Edited to add: I want to rewrite this story someday. Even though I had a VBAC (and then another!) after Titus’ birth, the details of his arrival are still raw and difficult. My heart went to deep, dark places that I’m sure only God witnessed and could comfort. However, I’m going to leave this very straightforward post as it is for now, because – even four and a half years later – some of the pain is still too raw. I don’t know if my recovery will ever be fully complete, but I do have hope for that.
After a well-planned first birth – resulting in an empowering vaginal delivery at 42 weeks with my first son – I assumed I had already done all the work and would be able to coast through my second pregnancy and birth. I even kicked things up a notch by switching to our newly opened, local birth center. I was sure that change would ensure an even better birth.
However, as I was in amazingly textbook labor at 41+5 weeks, when the midwife checked me right before transition (I believe), she felt baby feet – not a baby head. This meant my baby was in a footling breech position and immediately “risked out” of the birth center. An ultrasound after our transfer to the hospital confirmed her findings. And to make matters worse, the cord was floating low, near the feet. I knew that meant cord prolapse was a concern, and we were offered a cesarean section.

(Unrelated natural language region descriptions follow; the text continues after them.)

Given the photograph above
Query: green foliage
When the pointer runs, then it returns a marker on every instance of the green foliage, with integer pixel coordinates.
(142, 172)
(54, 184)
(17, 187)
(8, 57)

I had a “good” cesarean in regards to my personhood in the moment. I really did. I was respected, included and there was a focus on my baby being born. But, I endured major surgery to birth my baby and it was painful. There were conversations happening that I didn’t encourage. The “slight tugging” as they maneuvered my baby through the incision took my breath away and I had to use every ounce of strength to not cry because I knew I wouldn’t be able to breathe (I had been fighting a cold). At least six other people touched my baby before I did. Found his adorable ear tag, admired his beautiful face and felt every square inch of his body before I even saw him. I missed that rush of euphoria when my baby left my body that I had experienced with my first. I loved him – oh! I loved him SO much – but it felt strangely different. He was gorgeous and fat (you know, that amazing baby chunk) and he was mine. But I felt so removed from the process. Helpless and sick – literally nauseous from hormones and the anesthesia.
To compensate, I breastfed him for the first 12 hours of his life – literally. I propped myself up all night long with a million pillows supporting us and switched him carefully from one side to the other.
I am so grateful for many things: I had a smooth recovery. No infections, no lingering pain, no secondary infertility. I have been through this now and can empathize directly with other women, can prepare my clients if they need a cesarean and can relate to those who have had surgical births. I am thankful – NOW – for my journey. Not specifically for the way he was born, but for the things that have happened since his birth. The way I have grown as a woman, a mother and a doula. The way my perspective has changed for the better. I became part of our local International Cesarean Awareness Network (ICAN) chapter and connected with a supportive community.
Does this story have a moral, a point? Maybe not. But maybe if I had to search for one, I would make sure that every pregnant woman KNOWS about cesareans, why they happen, what increases the chances of birthing this way and what choices you have if the situation arises.
With that, watch his amazing birth video (don’t worry, nothing graphic) and know that – no matter how much you grieve the way your baby may have entered the world – he is a miracle, a blessing and your life is richer because he is in it!
After planning a natural birth center birth for our second baby, we were surprised to find out that he flipped to double footling breech during labor. Deciding to change our plans to a c-section birth was difficult but we are so glad to welcome our second miracle baby into our family. We are also thankful to family and friends who brought us joy and support through the process. We love you Titus!